REPUBLIKA.CO.ID, Seorang wanita bernama Shandra Woworuntu (25), terpaksa harus membuang impiannya di negeri Paman Sam untuk menjadi analis keuangan sukses. Sebaliknya, Shandra malah mengalami pengalaman buruk, dan harus berjuang untuk lepas dari jerat perbudakan seks di negeri adidaya itu.
Pada 28 Januari 2014 lalu, Shandra membagi kisahnya bersama Direktur Aliansi untuk Mengakhiri Perbudakan dan Perdagangan Melysa Sperber. Shandra mengisahkan apa yang dialaminya selama berada di Amerika Serikat (AS) saat wawancara dengan AFP.
Shandra bercerita dengan bahasa Inggris yang terbata-bata. Ia mengatakan awalnya ia memiliki mimpi besar untuk mendulang sukses sebagai analis keuangan di New York. Ia sempat bekerja menjadi analis keuangan di sebuah bank, namun krisis ekonomi Asia mematahkan impiannya. Shandra akhinya mencoba peluang di iklan surat kabar, untuk bekerja sementara di sebuah hotel di Chicago.
Pada 2001, setelah lulus tes dan berbekal visa dari kedutaan besar AS ia terbang mengadu nasib. Ia meninggalkan putri kecilnya dan berjanji akan segera pulang. "Saya senang karena saya pikir ini impian besar saya, dan saya akan mendapatkan uang lalu kembali setelah enam bulan," ujarnya.

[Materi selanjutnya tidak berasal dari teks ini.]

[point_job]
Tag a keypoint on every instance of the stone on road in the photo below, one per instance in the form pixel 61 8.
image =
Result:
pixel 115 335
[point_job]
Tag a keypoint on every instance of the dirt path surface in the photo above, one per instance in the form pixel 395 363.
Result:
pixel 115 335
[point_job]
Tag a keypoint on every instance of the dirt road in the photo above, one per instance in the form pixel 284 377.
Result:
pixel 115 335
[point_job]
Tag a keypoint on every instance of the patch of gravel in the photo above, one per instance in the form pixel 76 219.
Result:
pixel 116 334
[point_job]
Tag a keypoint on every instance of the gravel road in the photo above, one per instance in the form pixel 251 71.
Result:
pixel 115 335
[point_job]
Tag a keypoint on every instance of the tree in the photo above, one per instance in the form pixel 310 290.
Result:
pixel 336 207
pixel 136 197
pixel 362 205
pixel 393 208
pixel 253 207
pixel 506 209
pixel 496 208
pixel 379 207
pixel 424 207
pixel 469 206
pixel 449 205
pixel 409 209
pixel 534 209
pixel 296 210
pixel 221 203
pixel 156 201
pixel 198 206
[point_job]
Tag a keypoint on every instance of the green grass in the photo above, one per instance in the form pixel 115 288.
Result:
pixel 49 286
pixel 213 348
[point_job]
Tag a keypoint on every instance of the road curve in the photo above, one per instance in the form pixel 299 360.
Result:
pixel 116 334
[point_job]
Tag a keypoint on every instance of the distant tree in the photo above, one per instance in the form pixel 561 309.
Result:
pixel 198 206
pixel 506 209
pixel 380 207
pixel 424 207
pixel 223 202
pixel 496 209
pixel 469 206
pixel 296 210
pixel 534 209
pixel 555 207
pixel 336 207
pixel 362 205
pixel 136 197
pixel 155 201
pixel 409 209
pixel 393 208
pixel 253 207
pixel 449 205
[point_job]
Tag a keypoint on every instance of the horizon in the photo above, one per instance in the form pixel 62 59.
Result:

Namun, semua impiannya berubah, saat malam pertama tiba di AS ia justru dipekerjakan di sebuah rumah bordil di New York. Lalu, ia mulai berpindah dari satu germo ke germo lain, di antaranya germo asal Malaysia yang dikenal dengan nama Johnnie Wong, seorang pria Taiwan, seorang pria yang hanya bisa bahasa Kanton bahkan seorang Amerika. "Mereka menaruh pistol di kepala saya, saat itu saya hanya berpikir saya harus menyelamatkan hidup saya," ujarnya dengan suara diturunkan menjadi bisikan. "Mungkin saya telah diculik, saya tak tahu persis. Yang saya lakukan bagaimana saya tetap hidup."